TRIP, a national transportation research group, estimates that the population of Americans 65 and older will grow by 60 percent over the next 15 years. Currently, California is the state with the greatest number of licensed older drivers with 3,146,256 drivers 65 and older.
The National Highway Traffic Safety Administration (NHTSA) estimates that by the year 2020, there will be more than 40 million licensed drivers over the age of 65, and six million drivers over 65 in California by the year 2030.

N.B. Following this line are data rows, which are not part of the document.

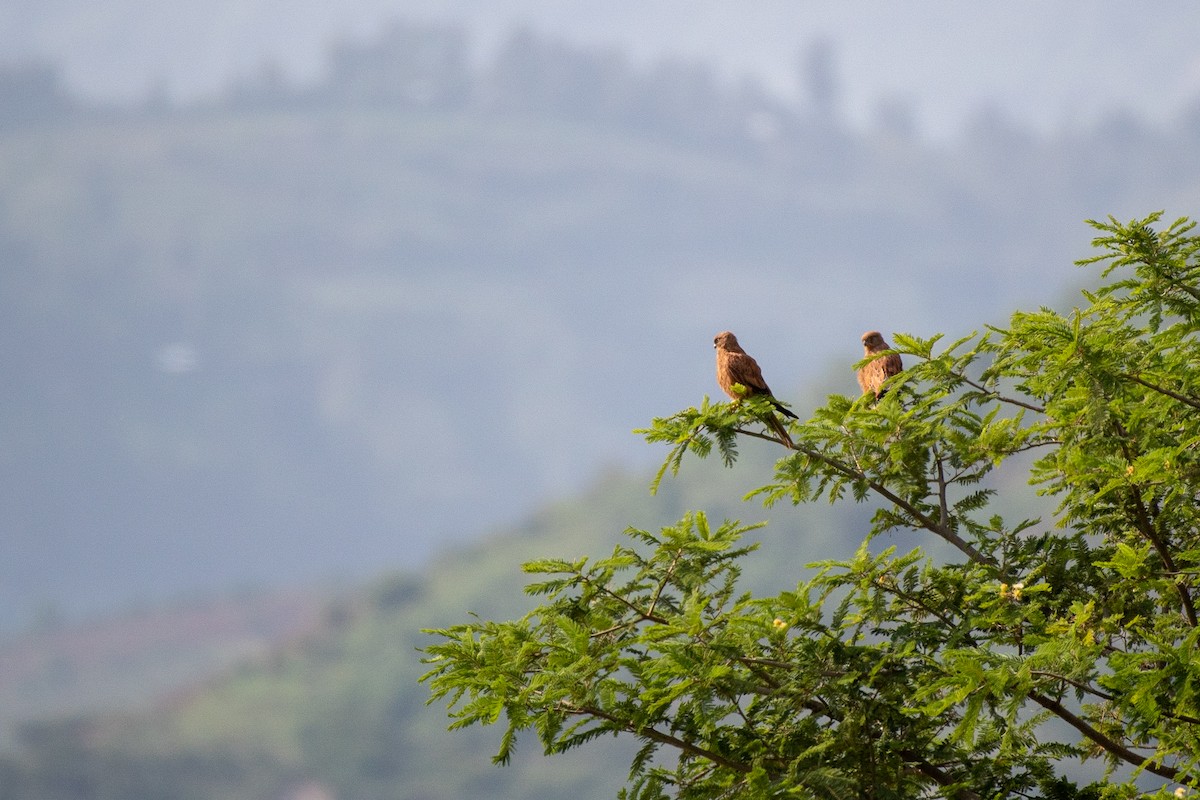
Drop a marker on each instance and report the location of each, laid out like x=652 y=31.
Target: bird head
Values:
x=874 y=341
x=725 y=341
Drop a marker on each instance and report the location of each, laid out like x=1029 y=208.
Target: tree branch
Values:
x=1168 y=392
x=657 y=735
x=1110 y=745
x=942 y=530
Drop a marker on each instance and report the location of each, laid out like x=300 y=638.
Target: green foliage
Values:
x=901 y=674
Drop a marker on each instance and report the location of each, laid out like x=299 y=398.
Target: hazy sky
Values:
x=1049 y=65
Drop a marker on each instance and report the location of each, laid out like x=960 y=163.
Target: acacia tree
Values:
x=971 y=671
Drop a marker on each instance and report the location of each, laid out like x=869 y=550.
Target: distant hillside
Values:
x=341 y=709
x=315 y=331
x=129 y=661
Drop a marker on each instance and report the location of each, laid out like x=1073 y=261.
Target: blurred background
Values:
x=316 y=319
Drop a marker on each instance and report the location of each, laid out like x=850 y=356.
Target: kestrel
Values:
x=873 y=374
x=736 y=366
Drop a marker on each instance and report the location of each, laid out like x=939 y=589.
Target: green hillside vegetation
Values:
x=342 y=708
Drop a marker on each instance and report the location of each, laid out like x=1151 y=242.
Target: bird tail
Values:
x=780 y=429
x=781 y=409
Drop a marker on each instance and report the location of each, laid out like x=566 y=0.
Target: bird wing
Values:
x=744 y=370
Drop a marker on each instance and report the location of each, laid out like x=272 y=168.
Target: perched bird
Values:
x=873 y=374
x=736 y=366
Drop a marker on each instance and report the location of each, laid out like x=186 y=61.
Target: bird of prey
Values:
x=736 y=366
x=871 y=376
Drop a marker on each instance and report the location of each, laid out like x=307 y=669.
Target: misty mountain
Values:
x=321 y=329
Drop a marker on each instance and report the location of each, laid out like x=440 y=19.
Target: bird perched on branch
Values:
x=735 y=368
x=871 y=376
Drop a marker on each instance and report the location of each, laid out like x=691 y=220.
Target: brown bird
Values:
x=873 y=374
x=736 y=366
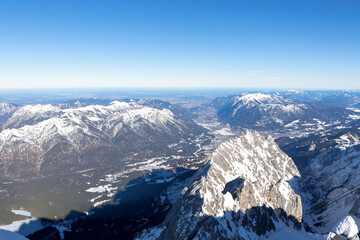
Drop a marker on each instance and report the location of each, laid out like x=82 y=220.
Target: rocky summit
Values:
x=243 y=192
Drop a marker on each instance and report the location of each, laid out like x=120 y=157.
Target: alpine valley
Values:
x=200 y=164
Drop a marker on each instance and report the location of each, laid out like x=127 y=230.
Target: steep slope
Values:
x=43 y=139
x=333 y=178
x=242 y=193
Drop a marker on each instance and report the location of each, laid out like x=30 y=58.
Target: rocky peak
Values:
x=241 y=193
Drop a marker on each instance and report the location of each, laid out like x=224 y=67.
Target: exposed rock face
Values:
x=333 y=178
x=242 y=193
x=46 y=139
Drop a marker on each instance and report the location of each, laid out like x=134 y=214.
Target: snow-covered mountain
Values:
x=43 y=139
x=333 y=179
x=243 y=192
x=272 y=111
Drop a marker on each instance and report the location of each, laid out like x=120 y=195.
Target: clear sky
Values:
x=180 y=43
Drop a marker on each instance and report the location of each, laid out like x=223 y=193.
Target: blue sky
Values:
x=180 y=43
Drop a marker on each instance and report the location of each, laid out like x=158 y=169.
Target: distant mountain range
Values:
x=44 y=139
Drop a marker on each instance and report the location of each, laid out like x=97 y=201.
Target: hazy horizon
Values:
x=122 y=44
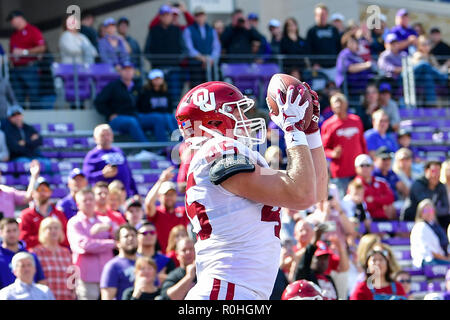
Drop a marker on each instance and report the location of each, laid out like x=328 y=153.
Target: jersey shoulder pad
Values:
x=225 y=167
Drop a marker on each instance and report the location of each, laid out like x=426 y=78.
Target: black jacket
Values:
x=116 y=99
x=14 y=135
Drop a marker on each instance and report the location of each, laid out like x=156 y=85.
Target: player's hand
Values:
x=314 y=124
x=290 y=113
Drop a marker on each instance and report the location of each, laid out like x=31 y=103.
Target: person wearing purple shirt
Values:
x=76 y=181
x=406 y=35
x=108 y=163
x=113 y=49
x=118 y=273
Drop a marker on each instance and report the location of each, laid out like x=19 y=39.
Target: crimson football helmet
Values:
x=302 y=290
x=211 y=108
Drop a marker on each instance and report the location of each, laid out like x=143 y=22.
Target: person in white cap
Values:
x=377 y=193
x=166 y=215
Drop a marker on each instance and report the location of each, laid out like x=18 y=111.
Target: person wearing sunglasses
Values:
x=378 y=283
x=148 y=247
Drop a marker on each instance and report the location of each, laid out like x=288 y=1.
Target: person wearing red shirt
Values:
x=101 y=193
x=377 y=193
x=25 y=44
x=165 y=216
x=40 y=208
x=378 y=284
x=343 y=140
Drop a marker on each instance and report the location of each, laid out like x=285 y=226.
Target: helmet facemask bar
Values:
x=252 y=131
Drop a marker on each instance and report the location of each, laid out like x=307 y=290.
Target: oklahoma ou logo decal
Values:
x=204 y=99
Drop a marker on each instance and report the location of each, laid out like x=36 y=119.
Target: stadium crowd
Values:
x=104 y=241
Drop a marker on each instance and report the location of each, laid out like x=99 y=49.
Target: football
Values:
x=280 y=81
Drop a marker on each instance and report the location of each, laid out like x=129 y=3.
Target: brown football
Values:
x=282 y=82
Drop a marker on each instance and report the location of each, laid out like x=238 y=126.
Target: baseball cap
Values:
x=165 y=9
x=391 y=37
x=384 y=87
x=39 y=181
x=13 y=14
x=402 y=12
x=13 y=110
x=363 y=159
x=384 y=153
x=322 y=249
x=109 y=21
x=167 y=186
x=274 y=23
x=155 y=73
x=253 y=16
x=337 y=16
x=76 y=172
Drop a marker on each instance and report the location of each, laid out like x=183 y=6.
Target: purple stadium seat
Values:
x=61 y=127
x=7 y=167
x=437 y=271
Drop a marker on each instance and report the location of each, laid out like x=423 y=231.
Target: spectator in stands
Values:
x=343 y=140
x=427 y=71
x=22 y=139
x=175 y=234
x=123 y=25
x=428 y=186
x=406 y=36
x=370 y=104
x=7 y=98
x=24 y=288
x=183 y=278
x=113 y=48
x=148 y=247
x=164 y=45
x=377 y=193
x=25 y=44
x=91 y=241
x=439 y=47
x=323 y=39
x=404 y=278
x=76 y=181
x=144 y=284
x=176 y=9
x=87 y=22
x=166 y=215
x=429 y=242
x=238 y=36
x=383 y=165
x=10 y=245
x=11 y=197
x=276 y=34
x=378 y=283
x=390 y=60
x=40 y=208
x=74 y=46
x=292 y=44
x=389 y=105
x=134 y=213
x=118 y=273
x=203 y=46
x=314 y=262
x=108 y=163
x=56 y=259
x=378 y=136
x=101 y=193
x=155 y=103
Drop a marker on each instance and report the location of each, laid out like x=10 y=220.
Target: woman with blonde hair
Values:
x=55 y=259
x=428 y=240
x=176 y=233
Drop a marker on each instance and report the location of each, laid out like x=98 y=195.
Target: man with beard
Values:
x=118 y=273
x=40 y=208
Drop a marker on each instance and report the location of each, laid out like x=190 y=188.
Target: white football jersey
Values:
x=237 y=239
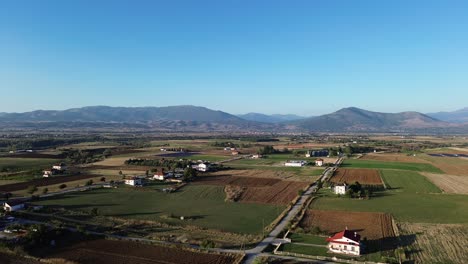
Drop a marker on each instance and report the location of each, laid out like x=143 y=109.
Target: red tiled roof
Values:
x=347 y=234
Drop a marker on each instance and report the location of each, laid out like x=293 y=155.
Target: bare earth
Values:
x=449 y=183
x=436 y=243
x=394 y=157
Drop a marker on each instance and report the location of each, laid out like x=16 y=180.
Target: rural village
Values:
x=252 y=200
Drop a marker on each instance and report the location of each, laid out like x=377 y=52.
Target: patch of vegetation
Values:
x=371 y=164
x=203 y=206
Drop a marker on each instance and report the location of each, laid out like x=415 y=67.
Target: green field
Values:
x=203 y=204
x=371 y=164
x=306 y=250
x=309 y=239
x=212 y=158
x=22 y=164
x=412 y=199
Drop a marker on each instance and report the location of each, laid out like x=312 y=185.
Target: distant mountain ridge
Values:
x=353 y=119
x=458 y=116
x=275 y=118
x=187 y=118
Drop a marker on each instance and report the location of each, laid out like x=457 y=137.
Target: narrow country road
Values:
x=295 y=209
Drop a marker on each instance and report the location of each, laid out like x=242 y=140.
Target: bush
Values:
x=31 y=189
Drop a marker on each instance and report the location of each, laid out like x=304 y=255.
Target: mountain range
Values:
x=195 y=118
x=275 y=118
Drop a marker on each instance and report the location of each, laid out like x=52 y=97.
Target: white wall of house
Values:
x=350 y=249
x=13 y=208
x=340 y=189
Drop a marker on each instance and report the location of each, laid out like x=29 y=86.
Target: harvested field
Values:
x=363 y=176
x=376 y=228
x=449 y=165
x=238 y=181
x=393 y=157
x=256 y=173
x=108 y=251
x=435 y=243
x=256 y=190
x=280 y=193
x=35 y=155
x=449 y=183
x=44 y=182
x=6 y=258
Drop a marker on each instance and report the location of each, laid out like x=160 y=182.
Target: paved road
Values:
x=296 y=208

As the "baby boom" generation reaches retirement at a rate of nearly 10,000 people per day for the next 20 years, Hill's team says more focus has to be given to things that can be done to prolong safe driving: Families must begin talking about driving before a problem is suspected and any concerns should be openly discussed. Physicians should be included in these conversations, as they can advise on appropriate screening, nutrition, and physical activity guidelines. Medications should be reviewed routinely to identify any that could affect driving and to insure all are at the lowest effective dosage.
Several organizations also offer mature driver courses to mitigate any bad habits that have developed over the years.